Perhaps we need a third opinion from someone with a broader perspective.

@rsmith -- do you have an opinion on what should be done with a tactically useful, but strategically unsound features in general and this CUDA-specific oddity specifically?

tra added a reviewer: rsmith.Feb 4 2020, 2:02 PM

BTW this is requested by HIP users, who have similar code for CUDA and HIP. They found it surprised that nvcc allows it but hip-clang does not.

I think I'm one of the HIP users here, but the above change is not what I was hoping for.

I'd like:

__shared__ int x;
__shared__ int y;
__device__ void foo()
{
  assert(&x != &y);
  x = 2 * y;
}

to compile and behave as it does on cuda, i.e. the 'x' variable gets allocated in shared memory for each kernel which accesses it, and so does 'y'.

The 'extern shared' feature where nvcc builds a union out of all the things it sees and the user indexes into it at runtime is totally unappealing. That cuda uses the 'extern' keyword to opt into this magic union also seems undesirable.

BTW this is requested by HIP users, who have similar code for CUDA and HIP. They found it surprised that nvcc allows it but hip-clang does not.

I think I'm one of the HIP users here, but the above change is not what I was hoping for.

I'd like:

__shared__ int x;
__shared__ int y;
__device__ void foo()
{
  assert(&x != &y);
  x = 2 * y;
}

to compile and behave as it does on cuda, i.e. the 'x' variable gets allocated in shared memory for each kernel which accesses it, and so does 'y'.

The 'extern shared' feature where nvcc builds a union out of all the things it sees and the user indexes into it at runtime is totally unappealing. That cuda uses the 'extern' keyword to opt into this magic union also seems undesirable.

Clang emits correct IR for this code. If you use x and y in a kernel directly, amdgcn backend can generate correct ISA where &x and &y are different. What the backend does is to accumulate all shared memory and get the total shared memory usage and assign address to different shared variables. Therefore x and y get different addresses.
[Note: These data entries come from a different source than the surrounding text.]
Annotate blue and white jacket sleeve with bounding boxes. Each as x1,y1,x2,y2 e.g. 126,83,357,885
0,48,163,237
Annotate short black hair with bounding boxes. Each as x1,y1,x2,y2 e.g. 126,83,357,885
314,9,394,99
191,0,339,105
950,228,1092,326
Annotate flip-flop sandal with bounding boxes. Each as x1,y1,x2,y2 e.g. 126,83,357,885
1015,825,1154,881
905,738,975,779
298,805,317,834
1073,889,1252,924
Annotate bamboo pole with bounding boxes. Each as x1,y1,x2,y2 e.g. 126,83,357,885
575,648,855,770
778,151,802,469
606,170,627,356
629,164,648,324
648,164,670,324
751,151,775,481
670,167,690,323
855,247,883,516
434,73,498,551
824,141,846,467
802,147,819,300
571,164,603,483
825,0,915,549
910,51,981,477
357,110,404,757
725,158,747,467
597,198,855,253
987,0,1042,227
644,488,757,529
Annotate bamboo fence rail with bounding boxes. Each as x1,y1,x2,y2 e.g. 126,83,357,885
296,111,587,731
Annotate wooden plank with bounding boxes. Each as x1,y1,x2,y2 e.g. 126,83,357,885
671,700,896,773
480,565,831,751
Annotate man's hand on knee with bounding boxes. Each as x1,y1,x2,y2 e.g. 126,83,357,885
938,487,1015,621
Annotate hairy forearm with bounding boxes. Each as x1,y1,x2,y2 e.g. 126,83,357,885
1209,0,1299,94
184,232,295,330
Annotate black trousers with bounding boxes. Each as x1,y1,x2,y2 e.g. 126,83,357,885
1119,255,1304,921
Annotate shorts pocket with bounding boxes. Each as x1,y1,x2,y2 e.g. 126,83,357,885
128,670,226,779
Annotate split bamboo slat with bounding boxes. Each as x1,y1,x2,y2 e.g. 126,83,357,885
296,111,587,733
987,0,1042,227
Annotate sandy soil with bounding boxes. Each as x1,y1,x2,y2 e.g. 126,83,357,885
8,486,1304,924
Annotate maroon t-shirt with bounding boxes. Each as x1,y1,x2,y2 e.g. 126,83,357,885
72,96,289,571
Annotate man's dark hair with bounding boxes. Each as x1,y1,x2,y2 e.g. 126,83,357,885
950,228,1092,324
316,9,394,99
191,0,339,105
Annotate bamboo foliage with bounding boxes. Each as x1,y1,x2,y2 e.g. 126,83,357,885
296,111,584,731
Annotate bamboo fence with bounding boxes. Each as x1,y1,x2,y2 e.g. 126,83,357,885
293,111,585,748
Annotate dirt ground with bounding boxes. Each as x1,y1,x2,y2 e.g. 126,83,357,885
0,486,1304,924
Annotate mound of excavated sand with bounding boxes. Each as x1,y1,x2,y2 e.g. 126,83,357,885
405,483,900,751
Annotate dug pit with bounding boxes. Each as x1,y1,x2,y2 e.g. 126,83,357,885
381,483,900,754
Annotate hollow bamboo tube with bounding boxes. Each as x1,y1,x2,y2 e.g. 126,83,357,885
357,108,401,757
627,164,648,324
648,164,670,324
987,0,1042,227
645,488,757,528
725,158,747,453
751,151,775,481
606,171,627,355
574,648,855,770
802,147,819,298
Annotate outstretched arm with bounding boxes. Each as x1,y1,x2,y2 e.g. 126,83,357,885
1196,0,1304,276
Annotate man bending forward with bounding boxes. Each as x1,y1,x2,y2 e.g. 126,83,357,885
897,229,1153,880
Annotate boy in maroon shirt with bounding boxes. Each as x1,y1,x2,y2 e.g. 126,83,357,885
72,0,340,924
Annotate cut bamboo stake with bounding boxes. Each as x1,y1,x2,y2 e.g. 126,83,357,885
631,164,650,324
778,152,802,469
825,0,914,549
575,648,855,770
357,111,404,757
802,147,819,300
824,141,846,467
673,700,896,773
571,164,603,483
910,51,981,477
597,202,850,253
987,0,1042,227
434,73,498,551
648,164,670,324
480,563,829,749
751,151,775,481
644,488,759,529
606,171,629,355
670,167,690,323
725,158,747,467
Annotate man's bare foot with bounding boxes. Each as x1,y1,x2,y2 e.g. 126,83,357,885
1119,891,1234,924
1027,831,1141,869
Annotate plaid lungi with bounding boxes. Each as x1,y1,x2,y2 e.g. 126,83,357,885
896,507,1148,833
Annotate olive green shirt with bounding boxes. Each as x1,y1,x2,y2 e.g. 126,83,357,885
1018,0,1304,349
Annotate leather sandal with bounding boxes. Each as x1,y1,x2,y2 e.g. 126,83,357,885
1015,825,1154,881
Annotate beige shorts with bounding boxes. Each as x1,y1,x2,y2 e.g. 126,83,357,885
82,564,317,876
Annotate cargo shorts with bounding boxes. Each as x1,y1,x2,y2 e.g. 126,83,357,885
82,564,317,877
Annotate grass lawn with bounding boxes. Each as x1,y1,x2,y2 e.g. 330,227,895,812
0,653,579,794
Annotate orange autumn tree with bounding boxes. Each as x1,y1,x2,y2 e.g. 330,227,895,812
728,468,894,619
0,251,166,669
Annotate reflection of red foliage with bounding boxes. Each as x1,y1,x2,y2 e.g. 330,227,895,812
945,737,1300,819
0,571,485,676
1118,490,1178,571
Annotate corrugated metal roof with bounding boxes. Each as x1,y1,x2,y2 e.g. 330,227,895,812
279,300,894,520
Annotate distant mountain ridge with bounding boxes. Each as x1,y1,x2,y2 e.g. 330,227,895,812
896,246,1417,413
Currently amdgcn backend emits a diagnostic message if shared variable is used in non-kernel function:

https://github.com/llvm/llvm-project/blob/6085593c128e91fd7db998c5441ebe120c7e4f04/llvm/lib/Target/AMDGPU/AMDGPUISelLowering.cpp#L1232

https://github.com/llvm/llvm-project/blob/3fda1fde8f7bdf3b90d8700f5a386f63409b4313/llvm/lib/Target/AMDGPU/AMDGPULegalizerInfo.cpp#L1952

This is unreasonable if the backend is able to calculate total shared memory usage, so this is a bug. With this bug fixed, you should be able to use shared variables in device functions.